One of the highlights of the event was the contribution of John Bell, the Director of Healthy Planet at the European Commission, who described microbiome research as “one of the great motors of change” and emphasized the enormous opportunities it offers for shaping society, ecology and the economy. He also hinted, however, at the great responsibility facing the microbiome community and stated that this is a critical moment to act and set the direction for the future. He encouraged continuous investment and attention to the microbiome field, making use of the next round of Horizon Europe calls and engaging in the EU Missions.

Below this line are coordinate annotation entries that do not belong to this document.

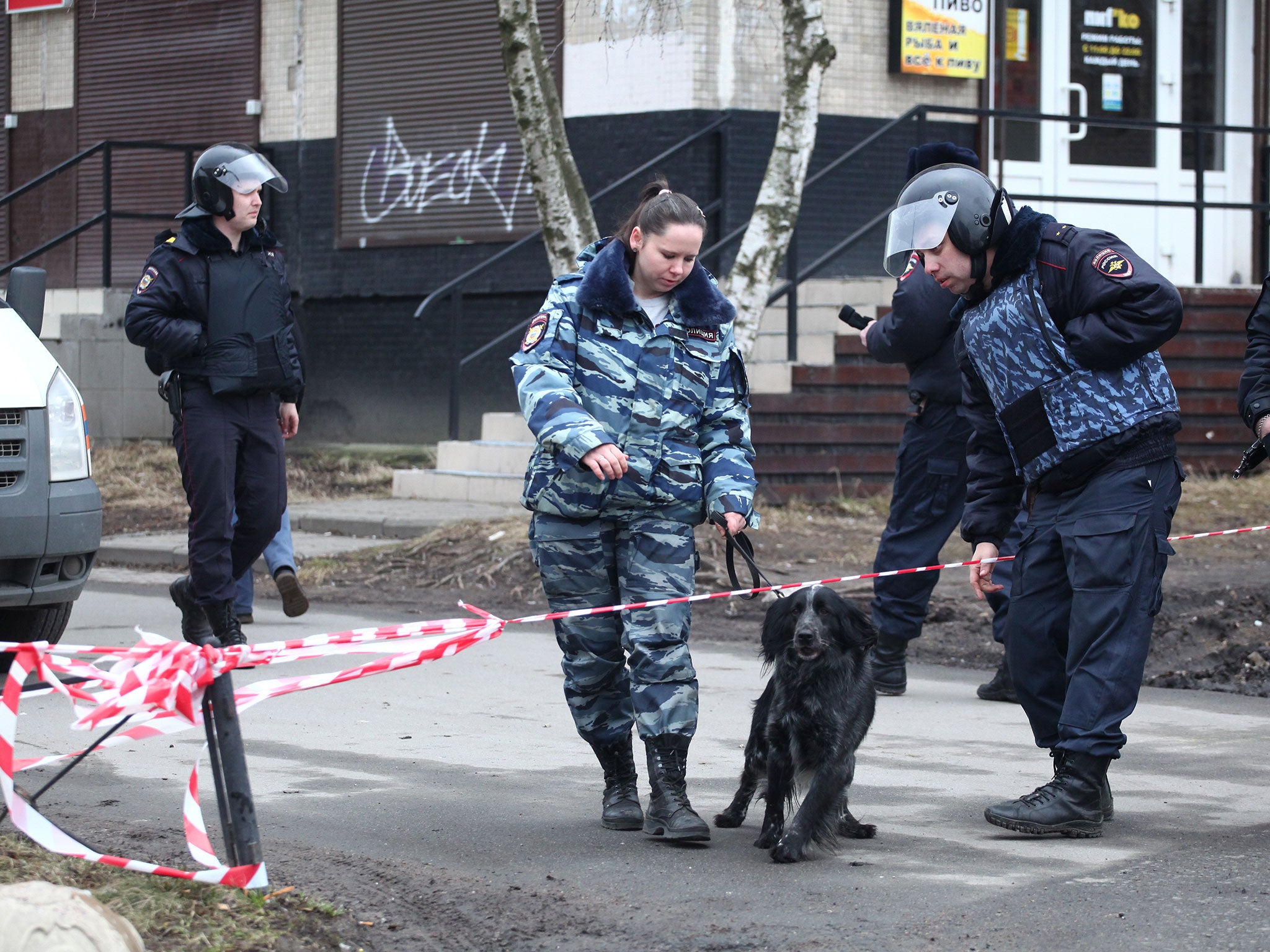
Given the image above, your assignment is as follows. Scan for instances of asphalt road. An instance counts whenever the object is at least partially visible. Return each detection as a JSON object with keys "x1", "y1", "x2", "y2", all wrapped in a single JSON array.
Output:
[{"x1": 10, "y1": 571, "x2": 1270, "y2": 952}]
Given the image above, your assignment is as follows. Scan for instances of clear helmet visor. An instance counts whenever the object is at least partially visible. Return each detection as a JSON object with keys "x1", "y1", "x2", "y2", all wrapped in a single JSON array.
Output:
[
  {"x1": 212, "y1": 152, "x2": 287, "y2": 195},
  {"x1": 882, "y1": 192, "x2": 956, "y2": 278}
]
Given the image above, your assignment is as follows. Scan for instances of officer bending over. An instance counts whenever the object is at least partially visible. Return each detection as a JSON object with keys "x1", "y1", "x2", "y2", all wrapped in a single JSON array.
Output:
[
  {"x1": 887, "y1": 165, "x2": 1184, "y2": 837},
  {"x1": 123, "y1": 142, "x2": 303, "y2": 645},
  {"x1": 840, "y1": 142, "x2": 1018, "y2": 700}
]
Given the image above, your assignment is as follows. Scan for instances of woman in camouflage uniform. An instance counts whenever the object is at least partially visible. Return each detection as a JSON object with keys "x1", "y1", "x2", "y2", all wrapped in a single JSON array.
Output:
[{"x1": 512, "y1": 182, "x2": 757, "y2": 840}]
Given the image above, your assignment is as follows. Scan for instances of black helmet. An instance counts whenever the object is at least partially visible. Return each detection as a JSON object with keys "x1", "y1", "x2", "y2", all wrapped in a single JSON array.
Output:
[
  {"x1": 177, "y1": 142, "x2": 287, "y2": 218},
  {"x1": 882, "y1": 162, "x2": 1013, "y2": 281}
]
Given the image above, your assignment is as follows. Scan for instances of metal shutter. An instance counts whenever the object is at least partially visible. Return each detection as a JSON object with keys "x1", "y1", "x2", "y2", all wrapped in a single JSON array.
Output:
[
  {"x1": 75, "y1": 0, "x2": 260, "y2": 287},
  {"x1": 337, "y1": 0, "x2": 561, "y2": 247}
]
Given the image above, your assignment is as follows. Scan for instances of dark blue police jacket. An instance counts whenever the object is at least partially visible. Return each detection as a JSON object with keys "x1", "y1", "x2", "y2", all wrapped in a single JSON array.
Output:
[
  {"x1": 954, "y1": 207, "x2": 1183, "y2": 546},
  {"x1": 123, "y1": 218, "x2": 303, "y2": 402}
]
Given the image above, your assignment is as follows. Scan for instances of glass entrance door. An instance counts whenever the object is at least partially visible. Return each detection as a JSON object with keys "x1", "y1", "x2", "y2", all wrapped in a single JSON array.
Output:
[{"x1": 990, "y1": 0, "x2": 1247, "y2": 283}]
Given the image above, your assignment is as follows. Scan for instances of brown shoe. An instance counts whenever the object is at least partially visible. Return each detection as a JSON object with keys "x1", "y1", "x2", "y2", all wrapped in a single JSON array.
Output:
[{"x1": 273, "y1": 566, "x2": 309, "y2": 618}]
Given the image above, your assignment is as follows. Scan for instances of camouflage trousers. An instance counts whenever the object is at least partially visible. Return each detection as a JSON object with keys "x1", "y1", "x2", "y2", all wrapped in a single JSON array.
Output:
[{"x1": 530, "y1": 513, "x2": 697, "y2": 744}]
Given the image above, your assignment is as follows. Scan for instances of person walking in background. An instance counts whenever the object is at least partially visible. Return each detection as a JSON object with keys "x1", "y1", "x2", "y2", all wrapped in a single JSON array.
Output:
[
  {"x1": 840, "y1": 142, "x2": 1018, "y2": 700},
  {"x1": 234, "y1": 509, "x2": 309, "y2": 625},
  {"x1": 512, "y1": 182, "x2": 758, "y2": 840},
  {"x1": 123, "y1": 142, "x2": 303, "y2": 645}
]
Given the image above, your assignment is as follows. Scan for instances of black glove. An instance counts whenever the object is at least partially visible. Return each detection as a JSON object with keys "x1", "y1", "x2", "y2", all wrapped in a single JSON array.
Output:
[
  {"x1": 838, "y1": 305, "x2": 871, "y2": 330},
  {"x1": 1233, "y1": 439, "x2": 1268, "y2": 478}
]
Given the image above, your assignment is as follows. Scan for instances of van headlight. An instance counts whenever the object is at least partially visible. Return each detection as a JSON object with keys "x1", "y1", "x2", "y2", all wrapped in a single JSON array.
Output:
[{"x1": 47, "y1": 371, "x2": 91, "y2": 482}]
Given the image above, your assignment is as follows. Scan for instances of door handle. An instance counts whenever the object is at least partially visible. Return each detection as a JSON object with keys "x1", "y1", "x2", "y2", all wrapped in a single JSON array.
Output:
[{"x1": 1060, "y1": 82, "x2": 1090, "y2": 142}]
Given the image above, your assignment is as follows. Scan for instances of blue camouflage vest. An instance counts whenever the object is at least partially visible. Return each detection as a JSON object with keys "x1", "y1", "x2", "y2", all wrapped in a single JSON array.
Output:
[{"x1": 961, "y1": 263, "x2": 1179, "y2": 483}]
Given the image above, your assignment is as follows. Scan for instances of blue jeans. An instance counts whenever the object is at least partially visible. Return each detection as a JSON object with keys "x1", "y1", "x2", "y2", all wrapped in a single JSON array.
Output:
[{"x1": 234, "y1": 506, "x2": 296, "y2": 614}]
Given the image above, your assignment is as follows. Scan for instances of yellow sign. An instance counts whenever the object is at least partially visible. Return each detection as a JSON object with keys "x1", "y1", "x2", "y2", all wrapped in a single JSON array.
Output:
[
  {"x1": 898, "y1": 0, "x2": 988, "y2": 79},
  {"x1": 1006, "y1": 6, "x2": 1028, "y2": 62}
]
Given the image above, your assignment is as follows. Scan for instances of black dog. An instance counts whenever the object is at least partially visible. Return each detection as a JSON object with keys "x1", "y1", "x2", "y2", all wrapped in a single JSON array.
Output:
[{"x1": 715, "y1": 585, "x2": 877, "y2": 863}]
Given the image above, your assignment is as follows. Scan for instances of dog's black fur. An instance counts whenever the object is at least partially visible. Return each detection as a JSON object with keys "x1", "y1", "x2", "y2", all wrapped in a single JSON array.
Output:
[{"x1": 715, "y1": 585, "x2": 877, "y2": 863}]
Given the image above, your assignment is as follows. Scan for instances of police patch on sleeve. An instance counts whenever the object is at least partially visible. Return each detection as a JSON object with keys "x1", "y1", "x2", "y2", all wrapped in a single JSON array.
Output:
[
  {"x1": 521, "y1": 314, "x2": 551, "y2": 353},
  {"x1": 1093, "y1": 247, "x2": 1133, "y2": 278}
]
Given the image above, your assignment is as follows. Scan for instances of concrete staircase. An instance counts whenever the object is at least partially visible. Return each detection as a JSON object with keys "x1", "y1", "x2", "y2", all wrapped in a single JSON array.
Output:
[{"x1": 393, "y1": 413, "x2": 533, "y2": 505}]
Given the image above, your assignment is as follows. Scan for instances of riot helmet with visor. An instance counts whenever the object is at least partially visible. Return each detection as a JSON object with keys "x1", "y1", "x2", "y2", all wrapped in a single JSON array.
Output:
[
  {"x1": 882, "y1": 162, "x2": 1013, "y2": 281},
  {"x1": 177, "y1": 142, "x2": 287, "y2": 218}
]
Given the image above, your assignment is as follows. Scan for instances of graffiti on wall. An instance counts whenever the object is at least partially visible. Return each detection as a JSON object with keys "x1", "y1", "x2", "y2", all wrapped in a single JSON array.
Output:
[{"x1": 361, "y1": 115, "x2": 533, "y2": 231}]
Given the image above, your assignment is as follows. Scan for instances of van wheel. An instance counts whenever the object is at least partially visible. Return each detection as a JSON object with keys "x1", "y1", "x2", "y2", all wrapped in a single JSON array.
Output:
[{"x1": 0, "y1": 602, "x2": 75, "y2": 676}]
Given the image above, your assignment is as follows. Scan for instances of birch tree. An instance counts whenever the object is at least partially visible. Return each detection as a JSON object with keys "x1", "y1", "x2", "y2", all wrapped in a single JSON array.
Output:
[
  {"x1": 722, "y1": 0, "x2": 837, "y2": 355},
  {"x1": 498, "y1": 0, "x2": 837, "y2": 355},
  {"x1": 498, "y1": 0, "x2": 600, "y2": 274}
]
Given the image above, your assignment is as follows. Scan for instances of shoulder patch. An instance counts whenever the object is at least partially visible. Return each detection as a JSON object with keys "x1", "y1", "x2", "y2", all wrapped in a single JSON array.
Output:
[
  {"x1": 899, "y1": 252, "x2": 922, "y2": 281},
  {"x1": 521, "y1": 311, "x2": 551, "y2": 353},
  {"x1": 1093, "y1": 247, "x2": 1133, "y2": 280}
]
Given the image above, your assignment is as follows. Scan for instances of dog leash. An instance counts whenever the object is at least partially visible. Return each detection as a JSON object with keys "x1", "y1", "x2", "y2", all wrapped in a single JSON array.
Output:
[{"x1": 710, "y1": 513, "x2": 785, "y2": 601}]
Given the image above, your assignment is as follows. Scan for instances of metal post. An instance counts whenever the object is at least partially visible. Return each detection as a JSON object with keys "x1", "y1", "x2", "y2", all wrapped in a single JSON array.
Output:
[
  {"x1": 450, "y1": 288, "x2": 464, "y2": 439},
  {"x1": 785, "y1": 229, "x2": 797, "y2": 363},
  {"x1": 205, "y1": 671, "x2": 264, "y2": 866},
  {"x1": 102, "y1": 142, "x2": 110, "y2": 288},
  {"x1": 1195, "y1": 130, "x2": 1208, "y2": 284}
]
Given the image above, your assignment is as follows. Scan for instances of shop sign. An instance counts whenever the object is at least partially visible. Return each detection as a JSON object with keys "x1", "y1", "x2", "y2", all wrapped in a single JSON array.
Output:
[
  {"x1": 890, "y1": 0, "x2": 985, "y2": 79},
  {"x1": 4, "y1": 0, "x2": 75, "y2": 12}
]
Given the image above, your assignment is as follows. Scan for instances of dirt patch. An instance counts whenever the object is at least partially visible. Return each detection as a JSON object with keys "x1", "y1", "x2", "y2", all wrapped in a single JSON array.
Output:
[
  {"x1": 0, "y1": 832, "x2": 348, "y2": 952},
  {"x1": 93, "y1": 441, "x2": 435, "y2": 536},
  {"x1": 0, "y1": 816, "x2": 650, "y2": 952},
  {"x1": 292, "y1": 476, "x2": 1270, "y2": 695}
]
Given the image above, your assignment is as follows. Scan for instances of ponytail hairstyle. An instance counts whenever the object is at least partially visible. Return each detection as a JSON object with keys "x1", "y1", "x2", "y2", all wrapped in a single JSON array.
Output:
[{"x1": 617, "y1": 175, "x2": 706, "y2": 254}]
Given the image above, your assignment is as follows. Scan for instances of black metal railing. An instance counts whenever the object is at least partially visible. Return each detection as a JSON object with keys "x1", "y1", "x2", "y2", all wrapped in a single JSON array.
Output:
[
  {"x1": 0, "y1": 138, "x2": 206, "y2": 287},
  {"x1": 414, "y1": 115, "x2": 732, "y2": 439}
]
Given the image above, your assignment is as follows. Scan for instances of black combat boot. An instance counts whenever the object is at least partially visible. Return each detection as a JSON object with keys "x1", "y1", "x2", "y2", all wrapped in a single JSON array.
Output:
[
  {"x1": 167, "y1": 575, "x2": 212, "y2": 645},
  {"x1": 644, "y1": 734, "x2": 710, "y2": 840},
  {"x1": 1049, "y1": 747, "x2": 1115, "y2": 822},
  {"x1": 974, "y1": 656, "x2": 1018, "y2": 705},
  {"x1": 590, "y1": 734, "x2": 644, "y2": 830},
  {"x1": 206, "y1": 598, "x2": 246, "y2": 647},
  {"x1": 983, "y1": 750, "x2": 1111, "y2": 839},
  {"x1": 873, "y1": 635, "x2": 908, "y2": 697}
]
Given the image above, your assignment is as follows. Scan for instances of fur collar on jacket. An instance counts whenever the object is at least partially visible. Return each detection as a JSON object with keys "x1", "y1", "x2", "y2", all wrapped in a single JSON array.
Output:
[
  {"x1": 992, "y1": 205, "x2": 1054, "y2": 288},
  {"x1": 174, "y1": 216, "x2": 278, "y2": 253},
  {"x1": 577, "y1": 239, "x2": 737, "y2": 327}
]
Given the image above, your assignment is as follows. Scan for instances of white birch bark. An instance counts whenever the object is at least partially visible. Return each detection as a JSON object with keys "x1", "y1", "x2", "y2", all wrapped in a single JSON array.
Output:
[
  {"x1": 722, "y1": 0, "x2": 837, "y2": 355},
  {"x1": 498, "y1": 0, "x2": 600, "y2": 274}
]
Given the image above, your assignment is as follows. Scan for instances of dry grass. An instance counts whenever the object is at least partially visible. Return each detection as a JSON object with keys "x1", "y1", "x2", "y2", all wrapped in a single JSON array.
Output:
[
  {"x1": 1173, "y1": 465, "x2": 1270, "y2": 534},
  {"x1": 93, "y1": 439, "x2": 433, "y2": 536},
  {"x1": 0, "y1": 832, "x2": 342, "y2": 952}
]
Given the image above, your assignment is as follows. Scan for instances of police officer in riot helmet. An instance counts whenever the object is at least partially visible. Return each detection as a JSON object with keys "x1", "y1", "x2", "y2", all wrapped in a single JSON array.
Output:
[
  {"x1": 885, "y1": 165, "x2": 1183, "y2": 837},
  {"x1": 125, "y1": 142, "x2": 303, "y2": 645},
  {"x1": 838, "y1": 142, "x2": 1018, "y2": 700}
]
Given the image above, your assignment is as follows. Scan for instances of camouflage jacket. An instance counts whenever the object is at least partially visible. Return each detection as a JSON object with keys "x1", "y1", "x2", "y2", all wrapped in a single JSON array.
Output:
[{"x1": 512, "y1": 239, "x2": 758, "y2": 526}]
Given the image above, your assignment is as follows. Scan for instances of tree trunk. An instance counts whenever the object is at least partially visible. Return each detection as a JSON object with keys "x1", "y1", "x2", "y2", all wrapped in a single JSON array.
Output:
[
  {"x1": 722, "y1": 0, "x2": 837, "y2": 355},
  {"x1": 498, "y1": 0, "x2": 600, "y2": 274}
]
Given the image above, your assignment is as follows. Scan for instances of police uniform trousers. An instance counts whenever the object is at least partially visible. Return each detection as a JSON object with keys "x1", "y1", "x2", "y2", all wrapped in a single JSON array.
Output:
[
  {"x1": 873, "y1": 403, "x2": 1026, "y2": 643},
  {"x1": 1006, "y1": 457, "x2": 1184, "y2": 757},
  {"x1": 173, "y1": 382, "x2": 287, "y2": 604},
  {"x1": 530, "y1": 513, "x2": 697, "y2": 744}
]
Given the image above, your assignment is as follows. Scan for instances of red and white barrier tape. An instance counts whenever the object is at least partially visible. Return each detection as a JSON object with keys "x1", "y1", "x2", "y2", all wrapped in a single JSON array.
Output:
[{"x1": 0, "y1": 526, "x2": 1270, "y2": 889}]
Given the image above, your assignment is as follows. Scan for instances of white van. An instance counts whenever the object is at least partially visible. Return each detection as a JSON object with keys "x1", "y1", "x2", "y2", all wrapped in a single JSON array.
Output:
[{"x1": 0, "y1": 268, "x2": 102, "y2": 671}]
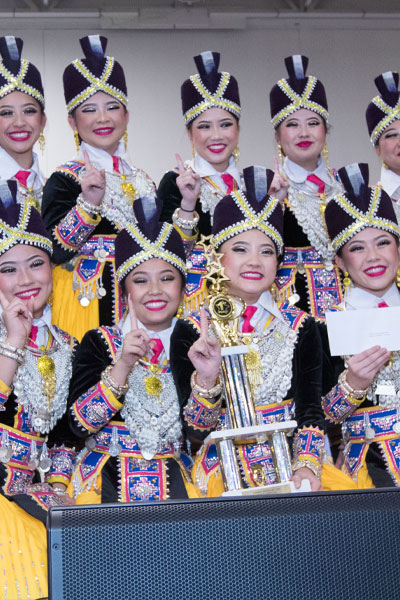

A further highlight was a roundtable discussion on the second day, which featured representatives from industry, the European Commission, FAO and the MicrobiomeSupport consortium. The aim of the roundtable was to explore how the food system’s microbiome can help deliver on current, pressing socio-economic and environmental challenges, whilst acknowledging that the scientific field at large is still underdeveloped compared to the potential it holds. In this matter, one of the key considerations was the dual impact of COVID-19 and the war between Russia and Ukraine on our food system’s resilience and food security, and it was explored how microbiome-based solutions can be used to respond to these new and existing threats. Resulting reflections and conclusions from the roundtable will be used in a scientific publication focused on food security.